Upon further investigation, perhaps bumping this up from 120s would fix the issue? I'm no expert on rrd though.

Code:
ds[cpu].minimal_heartbeat = 120
After setting all minimal_heartbeat values in the RRD files to 600s, the graphs stopped having gaps. With this change, my throttling algorithm can now correctly detect when VMs are abusing CPU and apply limits. I’m not sure how to make minimal_heartbeat default to a higher value without modifying the PVE codebase itself.

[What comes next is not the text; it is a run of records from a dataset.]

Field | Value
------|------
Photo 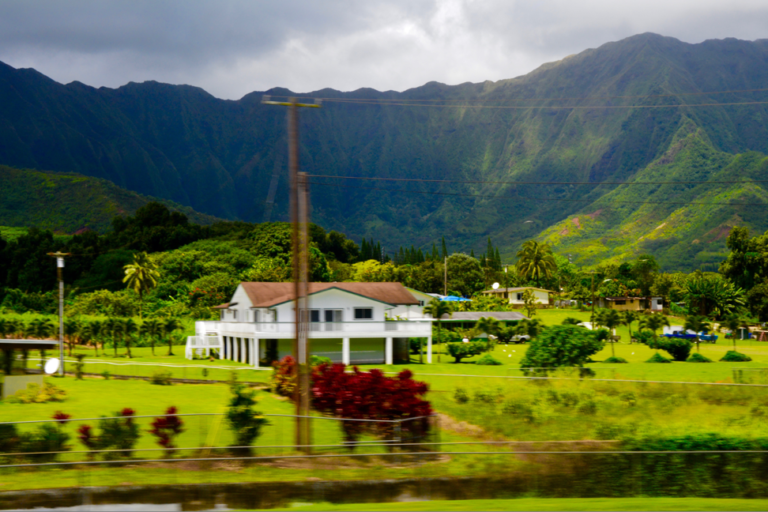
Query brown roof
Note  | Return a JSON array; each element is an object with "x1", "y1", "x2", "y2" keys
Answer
[{"x1": 240, "y1": 283, "x2": 419, "y2": 308}]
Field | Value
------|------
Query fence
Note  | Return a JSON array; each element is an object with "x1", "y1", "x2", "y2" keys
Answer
[
  {"x1": 0, "y1": 411, "x2": 440, "y2": 467},
  {"x1": 0, "y1": 442, "x2": 768, "y2": 509}
]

For anyone curious, here’s the script I used:

Code:
base=/var/lib/rrdcached/db; hb=600; sock=unix:/var/run/rrdcached.sock
find "$base" -type f -print0 | while IFS= read -r -d '' rrd; do
  while read -r ds; do
    rrdtool tune "$rrd" --daemon "$sock" --heartbeat "$ds:$hb" >/dev/null
  done < <(rrdtool info "$rrd" | awk -F'[][]' '/^ds\[/ {print $2}')
  rrdtool flushcached --daemon "$sock" "$rrd"
  echo "tuned: $rrd"
done

What still puzzles me is why pvestatd bogs down so badly under certain loads—even though the host isn’t resource-starved (CPU hovers with 10–20% free and everything else runs smoothly). For some reason, it just takes forever to pull stats during these periods, which makes me wonder if there’s an underlying bug with pvestatd.